Missouri RAIN chapter wins federal grant

By ANYA LITVAK
September 1, 2004 | 12:00 a.m. CDT

The Regional AIDS Interfaith Network of Central Missouri, known as RAIN, was awarded a federal grant of nearly $85,000 to expand primary-care services for people living with or at risk for HIV.

The money was granted by the U.S. Department of Health and Human Services under Title III of the Ryan White CARE Act.

Since the act’s inception in 1991, more than $6.4 billion has been dispensed to public and private agencies focused on treating and preventing HIV infection, specifically in low-income populations. This year, the department awarded more than $4.8 million to 29 states and the District of Columbia.

RAIN, founded in 1992 by members of Missouri United Methodist Church in Columbia, first applied for the grant in 2001.

“RAIN provides crucial nonmedical services,” said the Rev. David Elliott, chairman of the board of trustees for RAIN.

Elliot, who has worked with the organization for nearly three years, is a former minister at the Unity Center of Columbia. He said his decision to get involved was as natural as a calling.

“There was a time when people were dying of AIDS instead of living with AIDS,” Elliot said.

With a growing number of volunteers and staff members, the agency offers case management for people infected with HIV, including incarcerated patients. Also available are transportation assistance, an emergency food pantry and health counseling for people who are HIV-positive.

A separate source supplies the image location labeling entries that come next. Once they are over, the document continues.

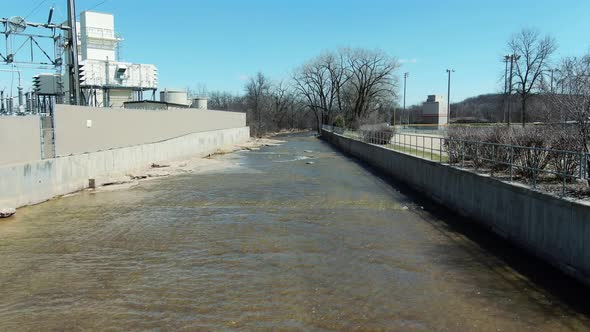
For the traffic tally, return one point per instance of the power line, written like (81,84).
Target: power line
(98,4)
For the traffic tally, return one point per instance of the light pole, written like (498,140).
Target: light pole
(406,75)
(449,71)
(513,59)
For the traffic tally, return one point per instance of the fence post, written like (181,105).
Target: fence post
(493,160)
(462,154)
(511,160)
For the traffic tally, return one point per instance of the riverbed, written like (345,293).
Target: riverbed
(292,237)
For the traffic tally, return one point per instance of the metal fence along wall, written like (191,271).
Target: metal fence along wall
(553,228)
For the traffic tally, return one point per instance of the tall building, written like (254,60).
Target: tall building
(434,110)
(105,81)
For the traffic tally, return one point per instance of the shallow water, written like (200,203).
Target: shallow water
(275,243)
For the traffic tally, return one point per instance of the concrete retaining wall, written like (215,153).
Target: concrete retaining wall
(81,129)
(20,139)
(554,229)
(37,181)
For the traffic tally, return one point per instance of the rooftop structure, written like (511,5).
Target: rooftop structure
(104,80)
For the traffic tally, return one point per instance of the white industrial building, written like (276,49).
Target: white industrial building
(104,80)
(434,110)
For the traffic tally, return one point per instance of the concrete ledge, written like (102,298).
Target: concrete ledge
(37,181)
(554,229)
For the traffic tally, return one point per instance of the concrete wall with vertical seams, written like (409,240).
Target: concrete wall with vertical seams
(552,228)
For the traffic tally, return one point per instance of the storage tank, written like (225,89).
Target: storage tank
(199,103)
(174,96)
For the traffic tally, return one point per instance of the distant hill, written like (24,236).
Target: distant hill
(492,107)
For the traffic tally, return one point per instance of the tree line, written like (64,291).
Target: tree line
(347,87)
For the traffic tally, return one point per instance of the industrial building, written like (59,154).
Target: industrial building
(104,80)
(434,110)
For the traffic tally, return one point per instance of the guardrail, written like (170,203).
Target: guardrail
(546,169)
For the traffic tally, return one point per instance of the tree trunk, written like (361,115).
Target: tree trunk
(523,111)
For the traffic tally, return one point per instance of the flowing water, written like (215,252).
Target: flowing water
(288,240)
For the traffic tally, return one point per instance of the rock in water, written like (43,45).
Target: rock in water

A primary focus of the organization is education and prevention. RAIN offers testing and counseling for individuals as well as HIV-prevention interventions at the community level.

The subject of AIDS has drifted from the mainstream in recent years, especially in rural parts of the country. Yet new diagnoses in Boone County remain in the hundreds each year. Last year, an estimated 30 percent of HIV infections contracted through intravenous drug use in the state were from Boone County.

In 2002, the Department of Health reported a total 614 patients were diagnosed within the 33-county north-central region served by RAIN.

“There is just such a need out there,” Elliott said.